NEW YORK (DTN) -- New York Mercantile Exchange oil futures traded on either side of Monday’s settlement during a choppy session Tuesday morning, as weaker economic data in China and Europe weighed against a decline in the dollar.
Traders also mulled a raft of mixed oil data, with the International Energy Agency saying this morning that the global glut in oil supply won’t go away anytime soon, while at the same time lifting its global oil demand estimate for this year while cutting its demand forecast for 2016.
Short-term the domestic oil supply disposition is also mixed, with the market expecting an average 750,000 barrel build for U.S. crude oil stocks, a 500,000 bbl stock build for distillate fuels and a 2.0 million bbl gasoline stock draw for the week ended Oct. 9, according to a new Schneider Electric survey.
The American Petroleum Institute will release its weekly data on Wednesday while the Energy Information Administration's weekly data is due Thursday, with both reports delayed a day because federal offices were closed Monday for the Columbus Day holiday.
At 8 a.m.

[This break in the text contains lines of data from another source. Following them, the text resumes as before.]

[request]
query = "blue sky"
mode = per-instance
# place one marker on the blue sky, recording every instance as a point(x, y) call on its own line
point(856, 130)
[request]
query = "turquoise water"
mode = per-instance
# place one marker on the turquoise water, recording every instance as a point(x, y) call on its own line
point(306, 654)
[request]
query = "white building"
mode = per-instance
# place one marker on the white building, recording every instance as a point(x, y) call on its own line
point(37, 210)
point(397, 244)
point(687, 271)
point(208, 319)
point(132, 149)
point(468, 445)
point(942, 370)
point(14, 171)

CDT, NYMEX November West Texas Intermediate futures eased 20 cents to $46.90 bbl, off a five-day low of $46.60. ICE November Brent crude futures fell 20 cents to $49.66 bbl, off a five-day low of $49.40.
In products trade, NYMEX November ULSD futures eased 1.47 cents to $1.4877 gallon, off a two-week low of $1.4794. NYMEX November RBOB futures slid 0.90 cents to $1.3321 gallon, off a 1-1/2 week low at $1.3153.
On Wall Street, U.S. stock indices were down, tracking lower overseas bourses while the dollar index fell to a fresh three-week low. The dollar’s weakness is linked to expectation an increase in the U.S. federal funds rates would be delayed until next year.
The market’s focus is on both oil market fundamentals and the global economy. In its latest monthly Oil Market Report, IEA said it foresees the global oil market oversupplied through 2016 due to slowing demand and new supply from Iran.
Iran’s supply is still limited this year by Western sanctions, but some of those sanctions will likely be lifted following a nuclear deal with major powers this past summer.
IEA said growth in the world's consumption of oil is expected to slow from a 1.8 million barrels per day five-year high this year to 1.2 million bpd in 2016, which reflects a downward revision of the growth rate for next year by 200,000 bpd from September's outlook. Total consumption for 2016 is now projected at 95.7 million bpd.
IEA projects global oil demand in 2015 at 94.5 million bpd, up 100,000 bpd from its September outlook, when the agency hiked the forecast by 200,000 bpd.
It comes as new data showed China's imports fell for the 11th time in a row in September while German investor confidence also dropped to a one-year low. China said its September imports fell by a wide margin of 20.4% from a year ago while exports contracted, although by less than predicted. China's economic slowdown has worldwide impact.
Also, inflation turned negative in the United Kingdom in September, the second time that has occurred since 1960, analysts said.